The tech company Apple is undoubtedly known to many. But do you know what’s behind the brand name and how it came about in the first place? We explain where the name Apple came from.
There shouldn’t be anyone in the technology world who doesn’t know Apple. The brand responsible for iPhones, Mac computers, and iPads is undoubtedly familiar to everyone, as is the memorable apple logo.
But why is the company called Apple? What do computers have to do with apples? And what was co-founder Steve Jobs thinking? We explain where the Apple name comes from.
Apple Name: Steve Jobs The Fruitarian
If we believe Walter Isaacson’s Steve Jobs biography, Jobs came up with Apple while on one of his many fruity diets. He had just visited an apple orchard and spontaneously thought this could be it!
Apple sounded fun, lively, and non-intimidating to Jobs, so he suggested “Apple Computer” to his business partner, Steve Wozniak.
The two immediately liked the name because it differed from the very technical terms of other tech companies such as IBM. They tried a few other characters but couldn’t find anything they liked better than “Apple Computer,” so they stuck with it.
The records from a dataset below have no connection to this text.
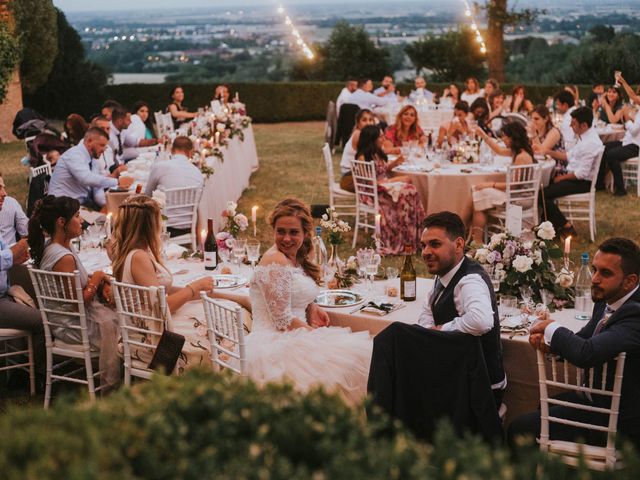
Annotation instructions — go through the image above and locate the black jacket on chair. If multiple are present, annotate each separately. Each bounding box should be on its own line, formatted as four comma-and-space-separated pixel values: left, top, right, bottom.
367, 322, 502, 441
551, 289, 640, 444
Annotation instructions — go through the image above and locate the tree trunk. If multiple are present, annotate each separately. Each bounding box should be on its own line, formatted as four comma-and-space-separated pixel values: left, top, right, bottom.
0, 0, 22, 143
487, 0, 507, 82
That sounds simple and obvious at the same time and maybe the official explanation for the Apple name. But fans of the brand aren’t sure if that’s the only (or complete) explanation.
From The Beatles To The Bible
There are numerous other explanations for Apple’s brand name on the internet.
Apple Name And Paradise
For example, some believe that the apple could go back to the biblical apple of paradise. Here Adam and Eve taste the “forbidden fruit,” an apple. The apple thus becomes a symbol for the fall of man, but also knowledge. According to the Bible, it was only through the apple that the two of them also gained their knowledge of good and evil.
Thus, apples are also the fruit of knowledge. In the USA, for example, teachers are often given red apples to symbolize that they are passing on their ability to the children. This relationship to knowledge could also be a reason for Apple’s brand name, so some belief.
Apple Corps Vs. Apple Computers
And then there’s the Beatles theory, which sounds plausible. The Beatles founded the multimedia company Apple Corps Limited in London in 1968. Because Apple Corps is pronounced the same as “Apple Core,” the name is also a play on words.
As a great admirer of the Beatles, who even adopted the band’s mentality as a business model in his company, Steve Jobs may have been inspired by the group when naming it.
It was precisely this parallel that brought the two companies to court. Apple Corps sued the Apple Computers name in 1978. However, after decades of litigation, the court finally agreed with Apple Computer.
As A Reminder Of Alan Turing’s Tragic Death
There was also a rumour that Apple wanted to pay tribute to the excellent code decrypter, Alan Turing, with his name for a long time.
Turing, considered the father of ideas for artificial intelligence, died from eating a poisoned apple.
Therefore, many believed that the Apple logo with the bite referred to it. But logo inventor Rob Janoff said that Turing had nothing to do with the logo. He only added the edge to clarify that the fear was an apple and not a cherry or a peach.
Steve Jobs once said in an interview that he didn’t think of Turing when he named Apple but wished he had had that idea back then.
By the way: The apple logo shows a McIntosh apple. If you’re ever wondering where the name “Mac” for the Apple computers came from…
The Phone Book
Many younger people may not remember it, but there were times when we could find other people’s and companies’ contact information in the phone book or the Yellow Pages.
These were arranged alphabetically. Therefore, when customers were looking for a company, it was advantageous to appear early in the alphabet. For example, under the “Computer” category, someone would quickly find the name Apple. Starting a company name with an “A” was therefore considered an advantage at the time.
And since Apple was founded in 1976, such considerations may well have played a role.
Steve Jobs certainly thought of the scientist Isaac Newton when he named Apple. As is well known, he discovered gravity with the help of an apple tree.
This may not have inspired the name idea per se, but it certainly inspired the first Apple logo. Jobs designed this himself. It showed Isaac Newton under an apple tree, and there was a line of poetry by William Wordsworth that Newton named directly. This does suggest that Jobs wanted to honour Isaac Newton in some way.
However, this logo was eventually replaced with the ask apple’s current logo.
Ultimately, the tech group is certainly not wrong that there are so many different theories about the company name. After all, that makes Apple even more attractive as a brand.